Predictions of Saturday Night Live's demise could be premature. Last night's show did something it hasn't in ages -- made me howl with laughter.
Granted, I had to be patient. It wasn't until the third bit, after the cold open with Alec Baldwin again impersonating President-elect Trump as clueless and boorish, followed by host and former cast member Kristen Wiig and a huge cast of supporting players presenting a musical history lesson on Thanksgiving that was little more than a jab at "fake news" that liberals have deemed one of many convenient scapegoats for Hillary Clinton's inexplicable loss.
And then, it happened -- a sketch that should earn a spot in SNL's best-of archives once the show has run its course. After ominous footage was shown of civil unrest in the wake of Trump's "unthinkable" win, SNL cast members Kyle Mooney and Sasheer Zamata described a magical place they called "The Bubble" --
MOONEY: What if there was a place where the unthinkable didn't happen and life could continue for progressive Americans just as before.
ZAMATA: Now there is.
NARRATOR: Welcome -- to The Bubble.
ZAMATA: Coming in January 2017, The Bubble is a planned community of like-minded free thinkers -- and no one else.
MOONEY: So if you're an open-minded person, come here and close yourself in.
ZAMATA: In here, it's as if the election never happened.
Regardless of what happens elsewhere in America, denizens of The Bubble will enjoy "things everybody loves -- like hybrid cars, used bookstores, and small farms with the rawest milk you've ever tasted," bought with Bubble currency adorned with a scowling visage of Bernie Sanders.
Bubble residents will remain "fully connected" via high-speed Internet to "only the good sites" -- such as Huffington Post, Daily Kos, fascinating Netflix documentaries about sushi rice, and the "explosive comedy" of McSweeney's.
MOONEY: The Bubble is a diverse community and safe space for everyone. We don't see color here, but we celebrate it. (points to button on lapel with black fist raised in anger.
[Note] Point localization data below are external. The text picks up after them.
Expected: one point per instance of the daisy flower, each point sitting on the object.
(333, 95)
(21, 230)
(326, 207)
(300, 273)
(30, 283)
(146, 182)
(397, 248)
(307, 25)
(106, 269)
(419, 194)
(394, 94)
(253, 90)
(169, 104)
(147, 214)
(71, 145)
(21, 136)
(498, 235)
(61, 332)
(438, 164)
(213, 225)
A safety pin adorns his other lapel.)
ZAMATA: And unlike the rest of America, anybody's welcome to join us. One-bedroom apartments start at $1.9 million. Planning is underway to give you everything you need.
MOONEY: Except police or firemen -- 'cause we haven't found any who'd agree to live here.
This sublime utopia already exists, we're told at the end of the pitch -- "It's Brooklyn with a bubble on it." Looks a lot like San Francisco and Cambridge too.
And this marks the second week in a row that SNL has mocked liberals' reaction to the election. Could it be, as Vanity Fair's Joanna Robinson suggests, that with Hillary Clinton now "out of the equation", SNL can finally cut loose?
Another possibility comes to mind -- longtime producer Lorne Michaels and his crew may have realized that the left's unhinged hysteria over Trump's victory, and the fertile ground for comedy it offers, is much too tempting to ignore for anyone in the business of making others laugh.